ANALYSIS OF PLUTONIC TEXTURE BY GIS ANALYSIS OF THIN SECTIONS

It is difficult to quantify the textural properties of rocks beyond simple modal analysis using standard thin-section examination. In order to better quantify plutonic textures we made a GIS-based geologic map of a thin section of equigranular Half Dome Granodiorite from Yosemite National Park, California. The resulting geodatabase can be queried for many textural properties.

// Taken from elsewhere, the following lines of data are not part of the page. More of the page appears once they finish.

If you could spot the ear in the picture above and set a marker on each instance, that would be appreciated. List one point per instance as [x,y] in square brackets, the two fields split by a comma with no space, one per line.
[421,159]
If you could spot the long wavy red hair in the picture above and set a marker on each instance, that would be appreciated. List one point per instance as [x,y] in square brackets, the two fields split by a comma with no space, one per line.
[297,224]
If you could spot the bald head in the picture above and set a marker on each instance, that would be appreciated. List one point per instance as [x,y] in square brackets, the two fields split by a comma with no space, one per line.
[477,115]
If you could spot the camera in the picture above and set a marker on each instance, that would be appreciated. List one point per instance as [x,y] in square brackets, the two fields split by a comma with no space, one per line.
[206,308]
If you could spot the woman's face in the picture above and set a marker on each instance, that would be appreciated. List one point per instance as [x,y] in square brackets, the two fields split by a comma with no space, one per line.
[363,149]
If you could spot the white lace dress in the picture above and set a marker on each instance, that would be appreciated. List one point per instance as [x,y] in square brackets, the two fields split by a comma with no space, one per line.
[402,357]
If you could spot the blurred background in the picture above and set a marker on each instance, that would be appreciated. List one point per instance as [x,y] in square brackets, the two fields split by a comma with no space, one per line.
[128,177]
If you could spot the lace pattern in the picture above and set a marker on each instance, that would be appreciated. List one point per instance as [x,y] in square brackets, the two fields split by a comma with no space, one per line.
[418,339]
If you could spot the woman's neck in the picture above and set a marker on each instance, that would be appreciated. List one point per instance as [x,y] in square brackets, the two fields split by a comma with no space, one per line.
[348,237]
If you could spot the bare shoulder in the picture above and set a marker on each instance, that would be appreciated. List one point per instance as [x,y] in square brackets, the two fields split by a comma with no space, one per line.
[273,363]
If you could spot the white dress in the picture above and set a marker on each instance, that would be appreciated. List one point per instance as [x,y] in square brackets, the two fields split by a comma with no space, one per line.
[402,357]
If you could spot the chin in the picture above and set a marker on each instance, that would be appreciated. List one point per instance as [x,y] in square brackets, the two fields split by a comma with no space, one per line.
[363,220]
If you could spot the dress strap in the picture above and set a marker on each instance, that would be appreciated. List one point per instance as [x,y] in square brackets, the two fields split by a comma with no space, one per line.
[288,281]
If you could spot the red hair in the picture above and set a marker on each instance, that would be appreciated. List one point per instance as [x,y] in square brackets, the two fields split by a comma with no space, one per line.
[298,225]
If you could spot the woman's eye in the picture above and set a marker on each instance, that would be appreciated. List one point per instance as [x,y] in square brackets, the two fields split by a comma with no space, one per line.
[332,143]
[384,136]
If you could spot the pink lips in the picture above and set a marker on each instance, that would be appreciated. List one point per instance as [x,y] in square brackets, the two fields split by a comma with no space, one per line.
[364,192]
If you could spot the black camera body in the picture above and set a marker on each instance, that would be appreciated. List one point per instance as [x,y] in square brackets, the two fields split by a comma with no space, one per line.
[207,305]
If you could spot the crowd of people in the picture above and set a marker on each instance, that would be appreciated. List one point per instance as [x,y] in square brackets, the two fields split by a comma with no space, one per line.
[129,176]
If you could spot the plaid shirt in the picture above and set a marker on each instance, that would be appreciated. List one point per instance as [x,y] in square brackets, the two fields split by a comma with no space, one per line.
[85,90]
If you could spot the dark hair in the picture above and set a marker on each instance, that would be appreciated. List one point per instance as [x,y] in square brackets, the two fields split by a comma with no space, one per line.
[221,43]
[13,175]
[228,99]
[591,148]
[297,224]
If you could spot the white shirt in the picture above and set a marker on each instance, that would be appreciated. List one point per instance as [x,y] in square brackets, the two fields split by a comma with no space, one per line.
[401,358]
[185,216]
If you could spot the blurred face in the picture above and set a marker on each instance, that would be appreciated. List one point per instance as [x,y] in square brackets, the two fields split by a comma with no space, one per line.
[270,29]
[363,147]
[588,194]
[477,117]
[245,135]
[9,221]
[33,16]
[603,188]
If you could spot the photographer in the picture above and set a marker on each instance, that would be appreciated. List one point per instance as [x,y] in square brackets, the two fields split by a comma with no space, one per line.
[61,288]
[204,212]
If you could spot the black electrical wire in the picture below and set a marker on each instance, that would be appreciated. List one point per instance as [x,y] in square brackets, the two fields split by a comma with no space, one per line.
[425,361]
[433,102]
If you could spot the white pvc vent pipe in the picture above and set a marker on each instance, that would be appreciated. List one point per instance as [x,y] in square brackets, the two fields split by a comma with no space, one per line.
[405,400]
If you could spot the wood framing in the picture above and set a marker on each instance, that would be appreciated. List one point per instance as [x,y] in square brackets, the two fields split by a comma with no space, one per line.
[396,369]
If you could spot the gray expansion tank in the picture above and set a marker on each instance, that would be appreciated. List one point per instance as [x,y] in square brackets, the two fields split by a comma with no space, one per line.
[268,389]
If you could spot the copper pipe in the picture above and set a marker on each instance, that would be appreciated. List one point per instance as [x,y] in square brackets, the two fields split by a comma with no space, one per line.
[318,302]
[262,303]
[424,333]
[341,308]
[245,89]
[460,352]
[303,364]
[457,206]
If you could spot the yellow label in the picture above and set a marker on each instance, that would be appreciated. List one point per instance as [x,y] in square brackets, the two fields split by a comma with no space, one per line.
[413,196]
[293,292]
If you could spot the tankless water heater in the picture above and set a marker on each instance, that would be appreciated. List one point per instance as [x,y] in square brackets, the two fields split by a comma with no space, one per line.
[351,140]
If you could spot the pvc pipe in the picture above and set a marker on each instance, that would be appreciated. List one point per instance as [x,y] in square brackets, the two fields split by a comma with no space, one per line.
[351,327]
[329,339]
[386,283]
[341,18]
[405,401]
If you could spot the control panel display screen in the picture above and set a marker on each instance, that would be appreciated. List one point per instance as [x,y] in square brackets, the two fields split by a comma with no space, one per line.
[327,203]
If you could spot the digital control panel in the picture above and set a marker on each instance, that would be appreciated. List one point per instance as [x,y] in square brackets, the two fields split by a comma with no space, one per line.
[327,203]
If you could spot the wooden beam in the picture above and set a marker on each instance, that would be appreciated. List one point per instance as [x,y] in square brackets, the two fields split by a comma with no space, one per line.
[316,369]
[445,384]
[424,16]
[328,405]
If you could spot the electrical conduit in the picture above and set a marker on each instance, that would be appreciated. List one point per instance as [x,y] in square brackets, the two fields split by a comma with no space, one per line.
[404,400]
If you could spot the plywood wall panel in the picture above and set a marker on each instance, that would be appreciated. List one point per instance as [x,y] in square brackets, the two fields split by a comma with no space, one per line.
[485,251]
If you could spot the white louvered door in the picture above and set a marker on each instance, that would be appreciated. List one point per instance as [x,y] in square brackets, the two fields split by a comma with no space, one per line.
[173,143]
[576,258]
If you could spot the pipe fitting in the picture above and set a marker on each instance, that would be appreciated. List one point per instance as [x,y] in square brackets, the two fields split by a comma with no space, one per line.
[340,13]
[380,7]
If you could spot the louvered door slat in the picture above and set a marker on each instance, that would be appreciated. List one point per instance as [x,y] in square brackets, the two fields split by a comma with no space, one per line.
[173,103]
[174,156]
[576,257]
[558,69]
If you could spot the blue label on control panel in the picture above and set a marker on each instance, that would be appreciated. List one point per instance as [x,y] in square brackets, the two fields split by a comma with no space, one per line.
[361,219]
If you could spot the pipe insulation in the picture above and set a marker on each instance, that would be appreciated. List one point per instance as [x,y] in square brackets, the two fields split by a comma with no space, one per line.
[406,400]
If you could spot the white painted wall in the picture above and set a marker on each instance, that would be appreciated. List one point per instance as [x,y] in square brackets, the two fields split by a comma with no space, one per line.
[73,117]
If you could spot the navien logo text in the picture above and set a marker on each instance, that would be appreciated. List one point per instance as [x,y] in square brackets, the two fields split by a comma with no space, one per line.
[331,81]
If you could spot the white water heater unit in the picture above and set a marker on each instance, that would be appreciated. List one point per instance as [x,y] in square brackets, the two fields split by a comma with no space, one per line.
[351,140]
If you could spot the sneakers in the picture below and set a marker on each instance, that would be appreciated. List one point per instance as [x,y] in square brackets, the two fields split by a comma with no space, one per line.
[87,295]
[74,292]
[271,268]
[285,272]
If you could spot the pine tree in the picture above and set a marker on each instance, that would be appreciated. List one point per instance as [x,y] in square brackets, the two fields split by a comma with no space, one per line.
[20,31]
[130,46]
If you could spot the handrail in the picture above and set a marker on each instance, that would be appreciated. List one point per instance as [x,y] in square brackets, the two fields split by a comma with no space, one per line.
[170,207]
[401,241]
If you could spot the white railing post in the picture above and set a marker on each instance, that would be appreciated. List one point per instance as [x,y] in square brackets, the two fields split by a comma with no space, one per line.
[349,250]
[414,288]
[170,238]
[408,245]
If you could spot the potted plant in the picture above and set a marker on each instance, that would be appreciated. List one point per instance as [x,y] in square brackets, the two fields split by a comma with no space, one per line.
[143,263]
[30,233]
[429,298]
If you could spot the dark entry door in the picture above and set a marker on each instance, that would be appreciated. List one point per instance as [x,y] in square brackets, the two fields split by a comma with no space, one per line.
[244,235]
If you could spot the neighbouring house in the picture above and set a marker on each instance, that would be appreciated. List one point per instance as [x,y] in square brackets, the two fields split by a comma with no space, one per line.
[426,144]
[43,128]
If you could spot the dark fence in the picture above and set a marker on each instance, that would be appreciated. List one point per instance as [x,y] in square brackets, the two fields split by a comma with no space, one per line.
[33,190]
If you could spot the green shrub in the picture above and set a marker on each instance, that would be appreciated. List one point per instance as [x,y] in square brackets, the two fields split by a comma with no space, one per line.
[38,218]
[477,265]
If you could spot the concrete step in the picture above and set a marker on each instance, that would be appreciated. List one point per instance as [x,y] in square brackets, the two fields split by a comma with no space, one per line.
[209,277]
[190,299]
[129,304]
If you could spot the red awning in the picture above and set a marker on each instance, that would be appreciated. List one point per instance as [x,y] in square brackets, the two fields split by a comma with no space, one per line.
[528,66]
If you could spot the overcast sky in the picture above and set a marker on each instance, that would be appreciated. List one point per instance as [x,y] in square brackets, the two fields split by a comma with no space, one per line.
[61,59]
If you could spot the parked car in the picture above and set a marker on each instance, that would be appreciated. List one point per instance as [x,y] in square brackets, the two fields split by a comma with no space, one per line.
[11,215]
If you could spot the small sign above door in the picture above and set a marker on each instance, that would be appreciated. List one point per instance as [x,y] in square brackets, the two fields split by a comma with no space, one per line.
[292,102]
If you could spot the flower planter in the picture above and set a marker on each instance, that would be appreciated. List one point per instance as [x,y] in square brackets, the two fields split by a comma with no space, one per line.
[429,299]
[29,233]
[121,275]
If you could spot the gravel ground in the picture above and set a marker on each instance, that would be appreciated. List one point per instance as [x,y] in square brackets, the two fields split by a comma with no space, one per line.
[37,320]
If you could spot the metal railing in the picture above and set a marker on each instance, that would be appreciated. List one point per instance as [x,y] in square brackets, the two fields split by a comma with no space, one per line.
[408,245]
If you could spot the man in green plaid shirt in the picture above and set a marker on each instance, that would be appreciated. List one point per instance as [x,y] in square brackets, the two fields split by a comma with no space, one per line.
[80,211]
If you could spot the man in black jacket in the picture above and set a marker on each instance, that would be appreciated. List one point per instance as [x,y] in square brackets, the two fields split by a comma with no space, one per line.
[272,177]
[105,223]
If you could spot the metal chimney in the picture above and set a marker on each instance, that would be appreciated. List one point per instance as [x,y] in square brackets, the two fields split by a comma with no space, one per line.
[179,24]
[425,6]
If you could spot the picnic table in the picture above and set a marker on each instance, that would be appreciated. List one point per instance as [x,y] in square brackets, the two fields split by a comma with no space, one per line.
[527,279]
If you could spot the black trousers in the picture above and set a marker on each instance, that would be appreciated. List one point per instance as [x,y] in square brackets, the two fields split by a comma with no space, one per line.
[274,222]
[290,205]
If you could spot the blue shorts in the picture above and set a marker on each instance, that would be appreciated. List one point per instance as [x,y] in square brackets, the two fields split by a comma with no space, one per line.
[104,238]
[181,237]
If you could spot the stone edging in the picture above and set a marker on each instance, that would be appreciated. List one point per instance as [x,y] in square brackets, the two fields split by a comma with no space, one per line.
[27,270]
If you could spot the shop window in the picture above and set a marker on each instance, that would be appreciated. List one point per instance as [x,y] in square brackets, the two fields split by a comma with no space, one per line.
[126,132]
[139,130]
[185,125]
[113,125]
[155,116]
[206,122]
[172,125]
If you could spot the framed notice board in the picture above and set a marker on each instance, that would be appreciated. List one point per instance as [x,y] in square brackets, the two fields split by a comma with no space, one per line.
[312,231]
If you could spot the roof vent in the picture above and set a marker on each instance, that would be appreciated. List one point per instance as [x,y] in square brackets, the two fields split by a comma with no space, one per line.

Grain boundaries were digitized by hand using both polarized and unpolarized scans checked against microscopic examination of the original thin section. The resulting map gives a much clearer picture of textural relations than the microscopic view because extraneous information (e.g., twinning and variations in brightness) is suppressed. The attribute table contains many textural measures, including mineral proportions and the area and perimeter of each grain. Plagioclase (40% by area) and quartz (25%) compose the majority of the slide and occur in large, sinuous clusters of 20 or more grains. All other minerals occur as discrete crystals with little or no clustering. Grain-boundary sinuosity was calculated as grain perimeter divided by the perimeter of a circle of equivalent area; quartz (14.4) and plagioclase (16.2) are the most sinuous. Random clustering should occur for abundant minerals such as plagioclase and quartz, but the linear grain clusters evident in the map are clearly not randomly distributed. K-feldspar is nearly as abundant as quartz but is unclustered, occurring as relatively large, isolated grains. Rogers and Bogy (Science, 1958) found similar results from a variety of granites and speculated that K-feldspar crystals suppress nucleation of other K-feldspar crystals nearby. The solitary nature of K-feldspar may also result from its idiomorphic tendency (in contrast to quartz). During crystal aging, small K-feldspar crystals dissolved and were accreted onto larger ones, producing K-feldspar megacrysts in the porphyritic Half Dome and Cathedral Peak Granodiorites (Johnson et al., Eos, 2006). Such processes can be quantified using GIS mapping of thin sections.